I can tell you there is so much more going on behind the scenes than the just the simple cost of manufacturing a unit. For 1000 employees in the plant, perhaps 100 are directly involved in the actual manufacture. All the rest is overhead to:
Quality Systems
-Regulatory
-Validation
-Compliance
-Documentation
Facilities
Management
Packaging/shipping/distribution
Customer complaints and troubleshooting
Not to mention HR and training (last is significant and mandated by FDA)
FDA regulations are very expensive and intrusive, and very much have a negative impact on innovation. Its often cheaper to design a product once and never change it thru its lifecycle than to continually improve the manu process, as all those changes require expensive re-validation and regulatory approval.
However, that is not to say I think the FDA should be done away with, or is even bad.

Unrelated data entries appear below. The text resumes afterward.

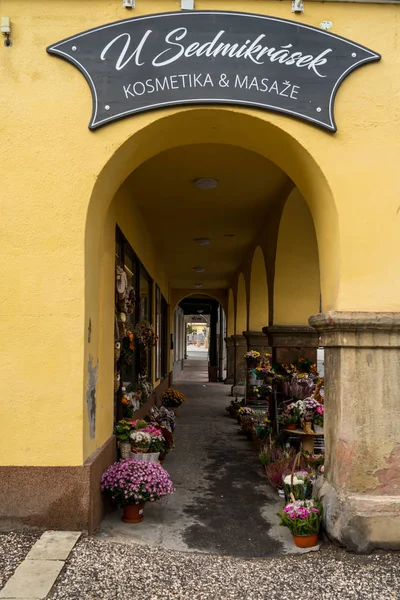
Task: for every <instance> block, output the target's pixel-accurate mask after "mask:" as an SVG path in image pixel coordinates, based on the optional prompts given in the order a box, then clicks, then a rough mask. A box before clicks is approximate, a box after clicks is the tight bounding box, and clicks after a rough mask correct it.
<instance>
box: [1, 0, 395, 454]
mask: <svg viewBox="0 0 400 600" xmlns="http://www.w3.org/2000/svg"><path fill="white" fill-rule="evenodd" d="M137 5H138V8H137V10H136V11H135V12H134V13H129V12H127V11H126V10H124V9H122V7H121V2H116V1H115V0H101V1H100V0H92V1H91V2H90V3H87V2H82V1H78V0H72V1H67V0H52V1H51V2H50V1H49V0H36V1H35V2H32V1H28V0H3V1H2V15H9V16H10V17H11V20H12V24H13V32H12V39H13V46H12V47H10V48H5V47H4V46H1V49H0V70H1V78H0V102H1V114H2V120H1V134H2V139H3V141H4V143H2V144H0V165H1V214H2V218H1V221H0V239H1V244H2V251H1V253H0V277H1V281H2V282H3V285H2V287H1V292H0V293H1V298H0V305H1V307H2V318H1V320H0V323H1V325H0V334H1V339H2V345H1V354H0V381H1V386H2V388H1V399H2V402H1V405H0V423H1V425H2V435H1V436H0V461H1V463H2V464H12V465H76V464H82V462H83V460H84V459H85V458H86V454H87V452H89V451H91V449H92V448H94V446H95V445H97V444H98V443H100V442H101V441H102V440H103V438H104V437H105V436H106V435H107V431H109V430H110V426H109V424H107V426H105V425H104V426H103V420H102V419H101V421H100V422H101V423H102V425H101V427H100V429H101V434H99V437H98V439H97V440H96V441H95V442H94V443H92V441H88V440H87V423H86V410H87V407H86V401H85V394H86V386H87V381H88V369H87V368H88V364H89V356H91V357H92V362H91V364H92V365H93V366H94V367H95V366H96V365H97V361H98V360H99V369H100V371H99V377H100V378H102V377H103V376H104V377H105V375H103V371H102V367H103V361H105V362H106V363H107V364H108V361H109V355H110V353H111V349H110V348H108V349H107V350H105V345H106V344H108V343H109V341H110V340H109V337H108V336H109V334H108V333H107V332H105V331H103V330H102V327H103V325H102V323H104V321H103V319H104V317H106V316H107V315H108V314H109V313H110V304H109V303H110V296H109V294H110V291H109V290H108V289H107V290H106V289H105V287H104V286H107V282H108V281H109V278H110V273H111V265H112V264H113V257H112V255H111V229H110V227H109V216H108V209H109V206H110V204H111V201H112V198H113V197H114V194H115V193H116V191H117V190H118V188H119V187H120V185H121V184H122V182H123V181H124V180H125V179H126V177H127V176H128V175H129V174H130V173H131V172H132V171H133V170H134V169H135V168H136V167H137V166H138V165H140V164H141V163H142V162H143V161H144V160H146V159H147V158H149V157H151V156H154V155H155V154H157V153H158V152H161V151H162V150H165V149H167V148H170V147H176V146H179V145H184V144H188V143H192V144H194V143H209V142H213V143H224V144H234V145H235V144H240V145H241V146H242V147H243V148H247V149H249V150H252V151H254V152H258V153H259V154H261V155H262V156H265V157H266V158H268V159H270V160H272V161H273V162H275V164H277V165H278V166H279V167H280V168H281V169H283V170H284V171H285V172H286V173H287V174H288V175H289V176H290V177H291V179H292V180H293V181H294V182H295V184H296V186H297V187H298V189H299V191H300V193H301V194H302V196H303V197H304V198H305V200H306V202H307V204H308V206H309V209H310V212H311V214H312V218H313V220H314V224H315V230H316V237H317V242H318V251H319V259H320V268H321V288H322V299H323V308H324V310H329V309H337V310H362V311H368V310H382V311H396V310H399V308H400V300H399V299H400V278H399V277H398V256H399V251H400V236H399V235H398V219H399V218H400V217H399V216H397V213H398V204H399V201H398V190H399V189H400V170H399V169H398V160H397V157H398V156H399V155H400V135H399V125H398V123H399V121H398V115H399V100H398V93H397V86H398V71H399V60H400V59H399V53H398V48H397V38H398V33H399V28H400V26H399V22H398V18H397V12H398V7H397V6H395V5H381V4H352V3H340V2H331V3H317V2H311V3H308V4H307V10H306V13H305V14H304V15H299V16H296V15H293V14H292V12H291V5H290V2H275V1H274V2H273V1H271V2H269V1H266V2H263V3H260V2H258V1H251V0H250V1H249V2H247V3H246V10H247V11H249V12H251V11H254V12H257V13H260V12H264V13H265V14H269V15H275V16H278V17H283V18H288V19H294V20H296V19H298V20H299V21H301V22H302V23H307V24H310V25H314V26H318V25H319V23H320V22H321V21H323V20H327V19H328V20H331V21H332V22H333V23H334V28H333V30H332V31H333V33H337V34H339V35H342V36H344V37H348V38H350V39H353V40H354V41H356V42H358V43H360V44H365V45H367V46H370V47H371V48H373V49H374V50H376V51H378V52H380V53H381V54H382V56H383V60H382V61H381V62H380V63H375V64H373V65H368V66H365V67H363V68H361V69H359V70H358V71H356V72H355V73H352V74H351V76H350V77H349V78H347V79H346V81H345V82H344V83H343V85H342V86H341V88H340V90H339V93H338V95H337V99H336V108H335V110H336V119H337V123H338V128H339V130H338V132H337V133H336V134H334V135H331V134H328V133H326V132H323V131H320V130H318V129H317V128H315V127H312V126H310V125H308V124H306V123H304V122H300V121H296V120H294V119H290V118H289V117H286V116H282V115H278V114H273V113H269V112H267V111H261V110H252V109H250V108H239V107H218V108H216V107H203V108H191V107H184V108H177V107H176V108H171V109H165V110H160V111H157V112H150V113H145V114H140V115H137V116H134V117H130V118H129V119H124V120H122V121H120V122H118V123H115V124H112V125H109V126H107V127H105V128H103V129H100V130H98V131H96V132H90V131H89V130H88V128H87V124H88V121H89V117H90V114H91V95H90V92H89V89H88V86H87V84H86V82H85V80H84V78H83V77H82V75H81V74H80V73H79V72H78V70H77V69H75V68H74V67H72V66H71V65H70V64H67V63H66V62H63V61H62V60H59V59H58V58H56V57H51V56H48V55H47V54H46V52H45V48H46V46H48V45H49V44H51V43H54V42H56V41H58V40H61V39H63V38H65V37H67V36H69V35H72V34H74V33H77V32H80V31H83V30H85V29H88V28H92V27H95V26H98V25H102V24H104V23H107V22H111V21H115V20H118V19H123V18H127V17H128V16H131V15H132V14H134V15H139V14H144V13H146V12H160V11H163V10H175V9H176V8H177V4H176V2H173V1H172V0H171V1H169V0H164V1H161V0H160V1H150V0H141V1H140V2H138V3H137ZM196 8H198V9H200V8H214V9H233V10H235V9H238V10H243V3H242V2H241V3H239V2H238V1H234V0H232V1H226V0H224V1H222V0H220V1H213V2H211V1H209V2H206V1H204V0H197V2H196ZM266 141H267V142H266ZM250 209H251V207H249V210H250ZM107 223H108V225H107ZM285 314H286V311H285ZM304 314H305V311H303V312H302V313H301V315H300V316H301V320H303V317H304ZM278 316H279V315H278ZM300 316H299V317H298V318H299V320H300ZM285 318H287V317H285ZM89 319H90V320H91V323H92V339H91V342H90V343H88V341H87V339H88V338H87V332H88V324H89ZM240 328H241V324H240V327H238V329H240ZM100 361H101V363H100ZM99 381H101V387H102V388H103V383H104V385H105V380H104V382H103V379H99ZM107 382H108V378H107ZM107 385H109V383H107ZM107 393H108V392H107V390H106V389H105V388H104V390H103V389H102V390H101V392H100V391H99V394H100V395H101V397H102V398H104V399H105V397H106V395H107ZM107 397H108V396H107ZM107 411H108V414H109V408H107V409H105V413H104V415H106V412H107ZM16 417H18V427H15V419H16ZM104 418H105V417H104ZM84 439H85V441H84V442H83V440H84Z"/></svg>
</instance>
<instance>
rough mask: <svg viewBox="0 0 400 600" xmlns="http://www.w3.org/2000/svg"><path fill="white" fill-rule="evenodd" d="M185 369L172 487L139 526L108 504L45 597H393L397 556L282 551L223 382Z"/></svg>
mask: <svg viewBox="0 0 400 600" xmlns="http://www.w3.org/2000/svg"><path fill="white" fill-rule="evenodd" d="M191 368H193V369H196V368H197V367H196V365H193V367H191V366H190V363H189V369H187V370H186V371H185V372H184V373H183V376H182V378H181V380H180V382H179V385H177V387H179V389H181V390H182V391H183V392H184V393H185V394H186V396H187V403H186V404H185V405H184V406H183V407H181V409H180V413H179V421H178V427H177V431H176V448H175V450H174V451H173V452H172V453H171V454H170V455H169V456H168V457H167V459H166V461H165V467H166V469H167V470H168V471H169V472H170V474H171V476H172V478H173V480H174V482H175V485H176V488H177V491H176V493H175V494H174V495H173V496H171V497H170V498H168V500H167V501H166V502H158V503H155V504H153V505H149V506H146V507H145V519H144V521H143V522H142V523H141V524H139V525H133V526H130V525H127V524H124V523H122V521H121V520H120V514H119V513H118V512H117V511H116V512H115V513H114V515H113V516H111V517H109V518H108V519H107V520H106V521H105V522H104V523H103V526H102V530H101V532H100V534H99V535H98V536H97V537H96V538H86V539H83V538H82V539H81V540H80V541H79V542H78V543H77V545H76V546H75V548H74V550H73V551H72V553H71V556H70V559H69V560H68V561H67V565H66V567H65V568H64V570H63V572H62V573H61V575H60V577H59V579H58V581H57V583H56V585H55V587H54V589H53V591H52V593H51V594H50V596H49V600H132V599H133V598H135V599H137V600H278V599H279V600H292V599H293V598H301V599H302V600H396V599H399V598H400V568H399V567H400V556H399V554H395V553H394V554H390V553H377V554H375V555H371V556H354V555H351V554H348V553H346V552H344V551H342V550H340V549H337V548H335V547H333V546H331V545H330V544H325V545H324V546H322V548H321V550H320V551H319V552H313V553H310V554H303V555H301V556H299V555H298V556H283V554H284V553H285V552H288V551H293V550H294V546H293V543H292V541H291V538H290V534H289V533H288V532H287V530H286V529H284V528H280V527H278V526H276V521H277V519H276V516H275V513H276V512H277V510H279V508H280V507H281V504H280V502H279V501H278V498H277V496H276V494H275V492H273V491H272V490H271V489H270V488H269V487H268V486H267V483H266V480H265V478H264V477H263V475H262V470H261V468H260V466H259V463H258V461H257V457H256V454H255V452H254V450H253V448H252V446H251V443H250V442H248V441H247V440H246V439H245V438H243V437H242V436H239V435H237V433H236V431H237V427H236V425H235V423H234V421H232V420H231V419H229V418H228V417H227V416H225V411H224V408H225V406H226V405H227V403H228V402H229V397H228V388H227V386H224V385H223V384H209V383H203V382H200V383H195V382H194V381H195V380H196V377H195V373H194V372H193V371H192V372H190V369H191ZM197 376H199V372H197ZM120 542H122V543H120ZM249 559H251V560H249Z"/></svg>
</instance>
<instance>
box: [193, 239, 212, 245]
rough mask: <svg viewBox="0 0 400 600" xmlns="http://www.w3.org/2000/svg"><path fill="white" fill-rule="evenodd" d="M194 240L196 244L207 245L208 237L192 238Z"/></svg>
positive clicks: (207, 242) (207, 241) (209, 241)
mask: <svg viewBox="0 0 400 600" xmlns="http://www.w3.org/2000/svg"><path fill="white" fill-rule="evenodd" d="M194 241H195V242H196V244H197V245H198V246H208V244H209V243H210V240H209V239H208V238H194Z"/></svg>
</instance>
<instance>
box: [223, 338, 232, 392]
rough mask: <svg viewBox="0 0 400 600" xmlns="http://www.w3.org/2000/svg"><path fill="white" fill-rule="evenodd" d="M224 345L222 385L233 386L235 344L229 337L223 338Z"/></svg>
mask: <svg viewBox="0 0 400 600" xmlns="http://www.w3.org/2000/svg"><path fill="white" fill-rule="evenodd" d="M225 343H226V357H227V361H226V363H227V364H226V379H225V381H224V383H227V384H229V385H232V384H233V381H234V375H235V344H234V342H233V339H232V337H231V336H229V337H226V338H225Z"/></svg>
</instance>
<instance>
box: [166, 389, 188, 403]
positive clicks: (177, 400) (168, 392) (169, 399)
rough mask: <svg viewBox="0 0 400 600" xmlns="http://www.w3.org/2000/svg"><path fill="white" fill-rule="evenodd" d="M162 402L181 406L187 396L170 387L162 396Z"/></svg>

I've seen companies that do not make FDA regulated products (say for ex-US markets) and some of the shortcuts and shit they do is scary and dangerous.
Point being, we've made a choice here to error on the side of safety (tho doesn't always seem like it) rather than efficiency. I do think FDA regs can be smarter and more effective (they sometimes worry about minutiae and miss the bigger problems) Akin to the SEC regs harassing small traders for minor infractions, but completely missing Madoff's decades-long Ponzi scheme.
Not the only issue in health care costs, but certainly a large factor.
As far as the "free coffee" statement goes: most companies have gotten really cheap. Last year we did get free coffee, but that's a first and that's about it for perks. OTOH, a lab tech will use a container that costs more than
all the coffee for the facility for a week, to fill with water once and then be thrown away rather being cleaned and reused as the cleaning, documentation, testing, tracking, validation, monitoring programs, and regulatory exposure are more expensive than just buying a new one to get some more water. I shit you not.